What happens, when a monarchy in a country like, let’s say France, is abolished? Do the people enjoy their “republican freedom” and is there more liberty for the individual? The French people looked for a replacement. François Mitterrand (1981-1995) was called “Le Roi Soleil” because he behaved like King Louis XIV, Jacques Chirac (1995-2007) thought he was the sun king, but his nepotism brought him trouble and he is now being questioned by investigating magistrates about his expenditure, which – according to his mates – is unfair, “after such a long time”.
And what about the new president, Nicolas Sarkozy? He behaves not like a king, but more like an emperor: Bonapartism is back and now known as Sarkozysm. His second wife ran away in September and the couple divorced a month later. Obviously Cécilia was not happy about the criticism of her using the state’s credit cards for her private shopping tours.

Now without a wife, what does the little new emperor do? He is asking mother to accompany him. Madame Andrée was seen in China greeting the Chinese dictator Hu Jintao with a polite: “Pleased to meet you.” («Très heureuse de faire votre connaissance.») while Sarkozy introduced his son Pierre to China’s leader with a doubtful recommendation: “We will send him to you. He needs discipline.” («On va vous l’envoyer, il lui faut de l’autorité.» Well, well, isn’t France’s president able to exercise authority over his son? Obviously Sarkozy’s authority was under scrutiny while he was exchanging pleasantries in China. The suburbs were on fire again and - who knows - perhaps the wannabe authoritarian played with a Chinese solution? Napoléon had no remorse to kill fellow countrymen, especially if they were Royalists. In October of 1795, Napoléon Bonaparte, then an emerging military officer, was placed in charge of troops sent to control a royalist riot in Paris. Though 100 men were killed, Napoléon succeeded in controlling the “mob”, and was soon given command of the French army.(Paris in the 19th century - After returning from his state visit to China, President Nicolas Sarkozy has vowed action against rioters. Hopefully he has read Napoléon’s memoirs.

It seems, France is going through troublesome months.
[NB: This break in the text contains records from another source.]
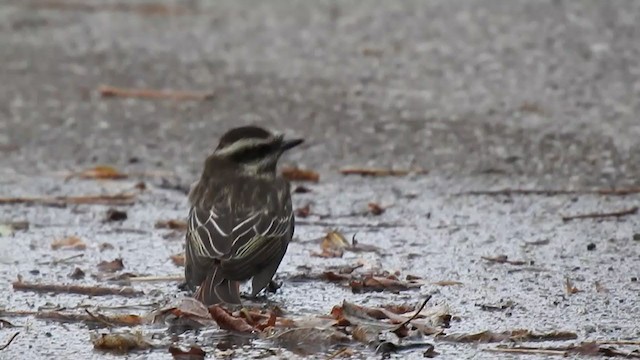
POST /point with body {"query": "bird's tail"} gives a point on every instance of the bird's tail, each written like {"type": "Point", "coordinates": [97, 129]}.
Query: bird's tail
{"type": "Point", "coordinates": [215, 289]}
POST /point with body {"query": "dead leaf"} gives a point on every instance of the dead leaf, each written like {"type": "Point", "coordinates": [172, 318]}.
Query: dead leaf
{"type": "Point", "coordinates": [111, 266]}
{"type": "Point", "coordinates": [172, 224]}
{"type": "Point", "coordinates": [188, 314]}
{"type": "Point", "coordinates": [379, 171]}
{"type": "Point", "coordinates": [447, 283]}
{"type": "Point", "coordinates": [69, 243]}
{"type": "Point", "coordinates": [116, 215]}
{"type": "Point", "coordinates": [227, 321]}
{"type": "Point", "coordinates": [600, 288]}
{"type": "Point", "coordinates": [378, 284]}
{"type": "Point", "coordinates": [303, 212]}
{"type": "Point", "coordinates": [120, 342]}
{"type": "Point", "coordinates": [154, 94]}
{"type": "Point", "coordinates": [365, 334]}
{"type": "Point", "coordinates": [301, 190]}
{"type": "Point", "coordinates": [333, 245]}
{"type": "Point", "coordinates": [502, 305]}
{"type": "Point", "coordinates": [568, 285]}
{"type": "Point", "coordinates": [519, 335]}
{"type": "Point", "coordinates": [295, 174]}
{"type": "Point", "coordinates": [375, 209]}
{"type": "Point", "coordinates": [194, 353]}
{"type": "Point", "coordinates": [178, 259]}
{"type": "Point", "coordinates": [77, 274]}
{"type": "Point", "coordinates": [9, 228]}
{"type": "Point", "coordinates": [101, 173]}
{"type": "Point", "coordinates": [503, 259]}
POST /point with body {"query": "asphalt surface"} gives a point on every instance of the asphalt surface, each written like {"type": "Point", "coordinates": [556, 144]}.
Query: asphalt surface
{"type": "Point", "coordinates": [484, 94]}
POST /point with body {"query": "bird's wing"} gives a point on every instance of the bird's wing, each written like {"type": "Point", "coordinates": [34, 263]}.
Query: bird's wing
{"type": "Point", "coordinates": [242, 243]}
{"type": "Point", "coordinates": [266, 245]}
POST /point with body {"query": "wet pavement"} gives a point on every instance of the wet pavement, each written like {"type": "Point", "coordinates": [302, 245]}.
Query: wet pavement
{"type": "Point", "coordinates": [489, 95]}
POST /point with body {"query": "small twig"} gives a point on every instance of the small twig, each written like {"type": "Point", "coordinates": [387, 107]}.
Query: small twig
{"type": "Point", "coordinates": [380, 171]}
{"type": "Point", "coordinates": [60, 261]}
{"type": "Point", "coordinates": [141, 9]}
{"type": "Point", "coordinates": [75, 289]}
{"type": "Point", "coordinates": [336, 224]}
{"type": "Point", "coordinates": [615, 214]}
{"type": "Point", "coordinates": [167, 278]}
{"type": "Point", "coordinates": [551, 192]}
{"type": "Point", "coordinates": [99, 319]}
{"type": "Point", "coordinates": [619, 342]}
{"type": "Point", "coordinates": [116, 200]}
{"type": "Point", "coordinates": [9, 342]}
{"type": "Point", "coordinates": [111, 91]}
{"type": "Point", "coordinates": [414, 316]}
{"type": "Point", "coordinates": [527, 350]}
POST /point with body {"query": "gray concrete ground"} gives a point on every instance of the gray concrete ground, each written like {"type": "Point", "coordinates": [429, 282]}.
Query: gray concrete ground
{"type": "Point", "coordinates": [484, 94]}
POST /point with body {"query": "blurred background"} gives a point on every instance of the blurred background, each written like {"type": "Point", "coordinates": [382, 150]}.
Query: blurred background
{"type": "Point", "coordinates": [534, 89]}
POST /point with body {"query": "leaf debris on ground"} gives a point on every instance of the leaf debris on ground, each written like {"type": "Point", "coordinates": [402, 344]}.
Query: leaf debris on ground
{"type": "Point", "coordinates": [100, 173]}
{"type": "Point", "coordinates": [503, 259]}
{"type": "Point", "coordinates": [121, 342]}
{"type": "Point", "coordinates": [154, 94]}
{"type": "Point", "coordinates": [519, 335]}
{"type": "Point", "coordinates": [75, 289]}
{"type": "Point", "coordinates": [116, 200]}
{"type": "Point", "coordinates": [69, 243]}
{"type": "Point", "coordinates": [582, 349]}
{"type": "Point", "coordinates": [172, 224]}
{"type": "Point", "coordinates": [380, 171]}
{"type": "Point", "coordinates": [603, 215]}
{"type": "Point", "coordinates": [296, 174]}
{"type": "Point", "coordinates": [112, 266]}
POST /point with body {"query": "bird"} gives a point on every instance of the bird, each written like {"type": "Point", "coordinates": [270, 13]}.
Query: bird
{"type": "Point", "coordinates": [241, 219]}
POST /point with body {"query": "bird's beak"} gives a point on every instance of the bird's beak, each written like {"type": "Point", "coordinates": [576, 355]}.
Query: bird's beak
{"type": "Point", "coordinates": [290, 144]}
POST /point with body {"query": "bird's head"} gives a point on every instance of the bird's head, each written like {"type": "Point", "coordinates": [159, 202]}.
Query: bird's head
{"type": "Point", "coordinates": [253, 149]}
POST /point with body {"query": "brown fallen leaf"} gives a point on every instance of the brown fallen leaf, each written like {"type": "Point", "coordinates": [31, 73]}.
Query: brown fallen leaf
{"type": "Point", "coordinates": [77, 274]}
{"type": "Point", "coordinates": [568, 285]}
{"type": "Point", "coordinates": [227, 321]}
{"type": "Point", "coordinates": [379, 171]}
{"type": "Point", "coordinates": [503, 259]}
{"type": "Point", "coordinates": [333, 245]}
{"type": "Point", "coordinates": [75, 289]}
{"type": "Point", "coordinates": [69, 243]}
{"type": "Point", "coordinates": [139, 9]}
{"type": "Point", "coordinates": [115, 215]}
{"type": "Point", "coordinates": [106, 246]}
{"type": "Point", "coordinates": [447, 283]}
{"type": "Point", "coordinates": [301, 190]}
{"type": "Point", "coordinates": [378, 284]}
{"type": "Point", "coordinates": [194, 353]}
{"type": "Point", "coordinates": [112, 91]}
{"type": "Point", "coordinates": [172, 224]}
{"type": "Point", "coordinates": [100, 173]}
{"type": "Point", "coordinates": [295, 174]}
{"type": "Point", "coordinates": [519, 335]}
{"type": "Point", "coordinates": [111, 266]}
{"type": "Point", "coordinates": [304, 211]}
{"type": "Point", "coordinates": [178, 259]}
{"type": "Point", "coordinates": [375, 209]}
{"type": "Point", "coordinates": [583, 349]}
{"type": "Point", "coordinates": [120, 342]}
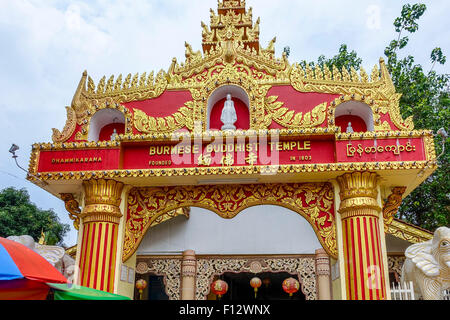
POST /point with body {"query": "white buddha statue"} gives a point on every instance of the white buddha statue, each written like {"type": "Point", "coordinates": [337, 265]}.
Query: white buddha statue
{"type": "Point", "coordinates": [349, 128]}
{"type": "Point", "coordinates": [228, 116]}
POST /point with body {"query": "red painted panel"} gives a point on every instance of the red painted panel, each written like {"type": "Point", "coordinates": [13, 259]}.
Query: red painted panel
{"type": "Point", "coordinates": [299, 101]}
{"type": "Point", "coordinates": [79, 160]}
{"type": "Point", "coordinates": [380, 150]}
{"type": "Point", "coordinates": [242, 112]}
{"type": "Point", "coordinates": [357, 123]}
{"type": "Point", "coordinates": [107, 131]}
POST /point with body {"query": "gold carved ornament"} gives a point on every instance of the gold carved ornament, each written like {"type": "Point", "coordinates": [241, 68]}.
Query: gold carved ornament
{"type": "Point", "coordinates": [73, 208]}
{"type": "Point", "coordinates": [289, 119]}
{"type": "Point", "coordinates": [378, 90]}
{"type": "Point", "coordinates": [392, 204]}
{"type": "Point", "coordinates": [302, 266]}
{"type": "Point", "coordinates": [315, 202]}
{"type": "Point", "coordinates": [180, 119]}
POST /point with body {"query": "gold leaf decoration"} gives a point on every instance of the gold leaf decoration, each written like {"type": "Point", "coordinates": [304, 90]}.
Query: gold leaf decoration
{"type": "Point", "coordinates": [289, 119]}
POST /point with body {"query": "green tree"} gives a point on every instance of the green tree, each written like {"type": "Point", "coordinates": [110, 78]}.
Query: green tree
{"type": "Point", "coordinates": [19, 216]}
{"type": "Point", "coordinates": [425, 96]}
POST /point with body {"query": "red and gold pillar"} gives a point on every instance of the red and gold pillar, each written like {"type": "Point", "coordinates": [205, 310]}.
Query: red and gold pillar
{"type": "Point", "coordinates": [363, 250]}
{"type": "Point", "coordinates": [100, 217]}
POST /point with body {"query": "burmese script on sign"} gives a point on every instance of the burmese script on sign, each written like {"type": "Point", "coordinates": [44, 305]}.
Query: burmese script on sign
{"type": "Point", "coordinates": [395, 149]}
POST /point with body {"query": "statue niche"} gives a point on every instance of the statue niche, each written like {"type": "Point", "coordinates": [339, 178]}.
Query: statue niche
{"type": "Point", "coordinates": [229, 111]}
{"type": "Point", "coordinates": [229, 116]}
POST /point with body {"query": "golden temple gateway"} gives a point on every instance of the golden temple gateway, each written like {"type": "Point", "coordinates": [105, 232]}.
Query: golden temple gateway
{"type": "Point", "coordinates": [236, 164]}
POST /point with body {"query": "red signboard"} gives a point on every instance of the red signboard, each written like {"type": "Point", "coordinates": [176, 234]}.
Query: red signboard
{"type": "Point", "coordinates": [248, 152]}
{"type": "Point", "coordinates": [380, 150]}
{"type": "Point", "coordinates": [228, 154]}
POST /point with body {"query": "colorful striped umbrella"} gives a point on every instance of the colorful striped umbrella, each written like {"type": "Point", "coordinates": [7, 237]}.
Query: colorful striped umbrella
{"type": "Point", "coordinates": [24, 273]}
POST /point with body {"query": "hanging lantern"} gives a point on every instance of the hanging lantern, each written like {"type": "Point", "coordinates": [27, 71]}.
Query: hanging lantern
{"type": "Point", "coordinates": [141, 284]}
{"type": "Point", "coordinates": [255, 283]}
{"type": "Point", "coordinates": [219, 287]}
{"type": "Point", "coordinates": [291, 286]}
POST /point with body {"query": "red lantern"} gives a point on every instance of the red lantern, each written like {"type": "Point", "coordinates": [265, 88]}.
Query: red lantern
{"type": "Point", "coordinates": [141, 284]}
{"type": "Point", "coordinates": [219, 287]}
{"type": "Point", "coordinates": [255, 283]}
{"type": "Point", "coordinates": [291, 286]}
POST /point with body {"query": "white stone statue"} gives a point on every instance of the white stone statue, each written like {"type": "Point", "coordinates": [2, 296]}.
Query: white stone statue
{"type": "Point", "coordinates": [427, 265]}
{"type": "Point", "coordinates": [55, 255]}
{"type": "Point", "coordinates": [229, 116]}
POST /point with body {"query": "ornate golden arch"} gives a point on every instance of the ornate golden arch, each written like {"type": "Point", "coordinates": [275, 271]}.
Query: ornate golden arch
{"type": "Point", "coordinates": [313, 201]}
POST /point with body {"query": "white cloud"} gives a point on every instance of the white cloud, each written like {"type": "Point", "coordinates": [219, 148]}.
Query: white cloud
{"type": "Point", "coordinates": [47, 44]}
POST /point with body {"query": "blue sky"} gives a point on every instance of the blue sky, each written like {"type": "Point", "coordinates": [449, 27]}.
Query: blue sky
{"type": "Point", "coordinates": [47, 44]}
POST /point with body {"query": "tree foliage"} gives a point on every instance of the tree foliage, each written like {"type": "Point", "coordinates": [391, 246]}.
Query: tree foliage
{"type": "Point", "coordinates": [425, 96]}
{"type": "Point", "coordinates": [19, 216]}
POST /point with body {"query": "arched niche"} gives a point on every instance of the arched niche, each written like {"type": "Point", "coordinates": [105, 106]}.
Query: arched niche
{"type": "Point", "coordinates": [103, 123]}
{"type": "Point", "coordinates": [241, 103]}
{"type": "Point", "coordinates": [359, 114]}
{"type": "Point", "coordinates": [247, 233]}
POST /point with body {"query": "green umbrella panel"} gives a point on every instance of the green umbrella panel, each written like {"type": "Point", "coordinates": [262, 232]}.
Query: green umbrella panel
{"type": "Point", "coordinates": [67, 291]}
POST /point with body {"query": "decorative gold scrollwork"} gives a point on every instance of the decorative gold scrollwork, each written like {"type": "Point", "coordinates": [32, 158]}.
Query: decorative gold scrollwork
{"type": "Point", "coordinates": [182, 118]}
{"type": "Point", "coordinates": [289, 119]}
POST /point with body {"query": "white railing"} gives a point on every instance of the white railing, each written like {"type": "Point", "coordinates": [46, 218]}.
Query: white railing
{"type": "Point", "coordinates": [402, 291]}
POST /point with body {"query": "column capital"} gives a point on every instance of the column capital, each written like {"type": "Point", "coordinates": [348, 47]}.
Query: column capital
{"type": "Point", "coordinates": [102, 201]}
{"type": "Point", "coordinates": [359, 194]}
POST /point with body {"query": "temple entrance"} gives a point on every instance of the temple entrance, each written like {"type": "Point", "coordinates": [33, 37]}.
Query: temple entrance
{"type": "Point", "coordinates": [270, 289]}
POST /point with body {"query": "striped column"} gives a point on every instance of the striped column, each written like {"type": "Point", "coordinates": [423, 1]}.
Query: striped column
{"type": "Point", "coordinates": [360, 214]}
{"type": "Point", "coordinates": [101, 216]}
Since his election in May, Nicolas Sarkozy has earned a reputation of being omnipresent (Super Sarko otherwise also know as Zorro Sarko). He visited the prisoners of the Arche de Zoë in Chad, he spoke to rioting fisherpeople in the Bretagne, he attended the funeral of two firemen who got killed in an accident. There’s no event, where you cannot expect Sarkozy to turn up. At the same time he doesn’t want to be seen as president whose only duty is to represent the state. His cabinet ministers are sidelined and the Prime Minister was caught talking off camera about his displeasure that he, a personal friend of Sarko, has nothing to say. That changed briefly during Sarkozy’s visit to China, but as soon as he touched ground back home again, he went straight to Villiers-le-Bel, were the latest suburban riots started. The question is: Will his presence calm or upset the rioters? As interior minister in 2005 Sarkozy fuelled the uprising with his remarks.

Sarkozy tires to control everything. That includes his own political friends. Instead of letting the government do its job, he keeps a “kitchen” cabinet separate from the official cabinet making the ministers in charge look like puppets, when they are allowed to accompany their master to one of his frequent trips to a country hot-spot.

With the ever rising ego of Sarkozy the day can’t be far that he will be proclaimed Emperor Nicolas 1er.

A real Monarchy would not face this dilemma. That’s why the number of Royalists is on the rise in France. Before Sarkozy’s election the Royalists got 20 percent of the population behind their ideas. Sarkozy’s Bonapartism will make people realize that there’s something wrong with Bonapartism as well as with republicanism. Vive le roi!